Cesla Amarelle: «Je me réjouis de la clarté du résultat»

Le Temps: La netteté du résultat de votre élection surprend. A-t-on surinterprété les forces contraires?

Cesla Amarelle: Devant un congrès de cinq cents délégués il est légitime de s’interroger sur l’issue du vote. Une telle mobilisation ne s’était plus vue depuis 1997 (élection cantonale générale avec un ticket socialiste à trois: Francine Jeanprêtre, Pierre-Yves Maillard, Jean Jacques Schwaab). Cela prouve qu’il y avait une décision importante à prendre. Je me réjouis de la clarté du résultat et de l’unité de mon parti.

– Comment avez-vous ressenti les soutiens de Grégoire Junod et d’Ada Marra à vos concurrentes?

- (Rires) Tout le monde était libre de soutenir la candidate de son choix. Je me félicite de la qualité de nos débats internes et des échanges avec Fabienne Freymond Cantone et Roxanne Meyer Keller.

– Personnellement, comment avez-vous vécu cette primaire interne?

– J’ai profité de mon passage au sein des régionales de mon parti pour renforcer certains liens et prendre le pouls chez les militants. Je les ai sentis attentifs et mobilisés, en cette période source d’interrogations face à l’actualité étrangère. J’ai été confrontée à des questionnements, notamment sur l’avenir de l’école et sur les façons d’empêcher les personnes d’un certain âge de rejoindre l’UDC. J’ai répondu en avançant la nécessité de renforcer l’AVS et les prestations complémentaires. Sous l’impulsion de Pierre-Yves Maillard, le Canton de Vaud a développé une politique active de soutien aux seniors qu’il s’agit de continuer à approfondir.

– Sur le dossier de l’école, le reproche majeur fait à Anne-Catherine Lyon était celui de garder sa porte fermée face aux enseignants mécontents. Or vous n’êtes pas connue pour être plus accessible. Pouvez-vous promettre aux enseignants que vous les écouterez?

– Je suis candidate au Conseil d’Etat et il ne m’appartient pas de prévoir le futur.

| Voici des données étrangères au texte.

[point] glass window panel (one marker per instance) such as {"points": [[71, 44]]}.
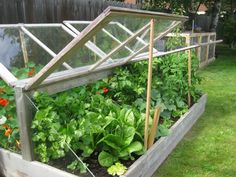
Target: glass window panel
{"points": [[11, 54], [82, 57], [79, 27], [53, 37]]}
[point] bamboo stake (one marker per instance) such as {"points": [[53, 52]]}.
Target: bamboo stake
{"points": [[149, 84], [154, 126], [23, 48], [189, 77], [207, 49]]}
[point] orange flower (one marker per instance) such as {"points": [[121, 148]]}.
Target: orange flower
{"points": [[5, 126], [105, 90], [18, 144], [4, 102], [31, 72], [8, 132], [2, 90]]}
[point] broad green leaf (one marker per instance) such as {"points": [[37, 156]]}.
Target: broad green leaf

Si les électeurs vaudois devaient m’accorder leur confiance, il est évident que j’aurai, comme je le fais depuis toujours, un souci constant d’être accessible et proche du terrain. C’est évident. Je suis proche de la base militante socialiste, qui comporte beaucoup d’enseignants, tout comme je le suis de la population. Le pouvoir ne doit jamais se verrouiller si l’on veut que nos décisions soient en lien avec les besoins et soucis concrets de la population.

– Comment vous positionnez-vous sur le dossier fédéral de la RIE3? Le parti socialiste vaudois après avoir massivement soutenu la réforme au niveau cantonal rejette la votation au niveau fédéral. Le Conseil d’Etat, par contre, la soutient.

– Je suis opposée à la RIE3 telle qu’elle nous l’est proposée au niveau fédéral. Les contre-prestations que nous avons obtenues au niveau cantonal n’y existent pas. C’est inacceptable. Le programme d’économie massif du programme de la Confédération est contraire à ce que nous proposions dans la réforme vaudoise.